One of the most common misconception I saw in various textbooks, presentations, discussions, etc. is that "both Mann-Whitney (-Wilcoxon) and Kruskal-Wallis compare medians", which is often stated:
a) without any additional conditions, which is wrong in general and easy to disprove just by example (or less easy, formally, as in the 1st book cited below)
b) as a "location-shift" problem, which doesn't translate to medians easily without additional conditions of IID samples or symmetry around the medians - which is a very strict condition and practically a "zombie" one. Zombie - means that this is rarely (if ever) checked in practice, as far as I could observe over years. Which sometimes makes researchers surprised to learn that:
1) stochastic equality (even at very high p-value) was claimed at very different means or medians
2) stochastic superiority (even at very low p-value) was claimed at exactly same means or medians. They simply forgot to check variances and shapes of the distributions. They also learned, that "happy juggling with tests", as I call it, in case of violated normality assumption may lead to testing different hypothesis, consistent or inconsistent with the original questions. In other words, it's not impossible to obtain a technically valid answer to a never asked question.
Funny, the original papers by Wilcoxon ("Individual Comparisons by Ranking Methods") and Mann-Whitney ("On a Test of Whether one of Two Random Variables is Stochastically Larger than the Other") don't refer to medians.
So far I found two excellent books, explaining this very issue, and a couple of articles, software manuals, and forum discussions:
Books:
1. Brunner, E., Bathke, A. C., & Konietschke, F. (2018). Rank and Pseudo-Rank Procedures for Independent Observations in Factorial Designs: Using R and SAS. Springer International Publishing.
This book shows step by step why do the MW(W), Fligner-Poicello and Brunner-Munzel are not consistent for detecting different medians or means.
2. Nussbaum, E. Michael. (2024). Categorical and Nonparametric Data Analysis: Choosing the Best Statistical Technique (2nd ed.).
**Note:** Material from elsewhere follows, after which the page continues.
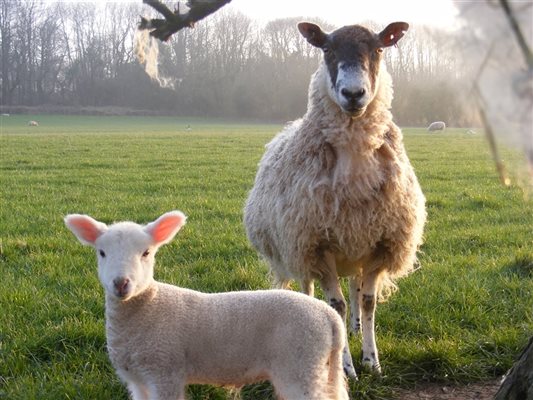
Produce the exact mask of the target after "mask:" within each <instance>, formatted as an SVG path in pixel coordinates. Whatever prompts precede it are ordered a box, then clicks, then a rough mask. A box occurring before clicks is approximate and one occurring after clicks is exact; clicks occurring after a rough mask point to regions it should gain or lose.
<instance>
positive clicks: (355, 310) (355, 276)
mask: <svg viewBox="0 0 533 400" xmlns="http://www.w3.org/2000/svg"><path fill="white" fill-rule="evenodd" d="M362 283H363V279H362V276H361V274H360V273H357V274H356V275H354V276H351V277H350V278H349V284H350V326H351V328H352V332H353V334H354V335H357V334H358V333H359V331H360V330H361V307H360V305H359V296H360V294H361V286H362Z"/></svg>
Routledge.
3. Thomas D. Cook, David L. DeMets. (2007). Introduction to Statistical Methods for Clinical Trials.Chapman and Hall/CRC
Links:
1. K. Barbe, Statistical Methods I: Nonparametric statistical inference, Master Mathematics Vrije Universiteit Brussel and Universiteit Antwerpen, [2.1 Walsh Average and Wilcoxon rank test] (a copy of the PDF from the Wayback Machine), https://web.archive.org/web/20210524064522/http:/homepages.vub.ac.be/~kbarbe/StatMet1.pdf
2. The Wilcoxon–Mann–Whitney Procedure Fails as a Test of Medians
Article The Wilcoxon–Mann–Whitney Procedure Fails as a Test of Medians
3. What hypotheses do “nonparametric” two-group tests actually test?
Article What Hypotheses do “Nonparametric” Two-Group Tests Actually Test?
- The Mann-Whitney test doesn't really compare medians
https://www.graphpad.com/guides/prism/latest/statistics/stat_nonparametric_tests_dont_compa.htm
- Example 2014.6: Comparing medians and the Wilcoxon rank-sum test
http://proc-x.com/2014/06/example-2014-6-comparing-medians-and-the-wilcoxon-rank-sum-test/
- Mann-Whitney test is not just a test of medians: differences in spread can be important
https://edisciplinas.usp.br/pluginfile.php/1065042/mod_resource/content/1/Mann%C2%ADWhitney%20test%20is%20not%20just%20a%20test.pdf
- FAQ: Why is the Mann-Whitney significant when the medians are equal?
https://stats.idre.ucla.edu/other/mult-pkg/faq/general/faq-why-is-the-mann-whitney-significant-when-the-medians-are-equal/
- Wilcoxon signed-rank test null hypothesis statement
https://stats.stackexchange.com/questions/363335/wilcoxon-signed-rank-test-null-hypothesis-statement
- Yoon-Jae Whang, Econometric Analysis of Stochastic Dominance. Concepts, Methods, Tools, and Applications, ISBN: 9781108602204. [page 64: Test of stochastic dominance: Basic results]
Could you, please, recommend any other titles (books, papers) that cover this very topic in any way, less or more formal?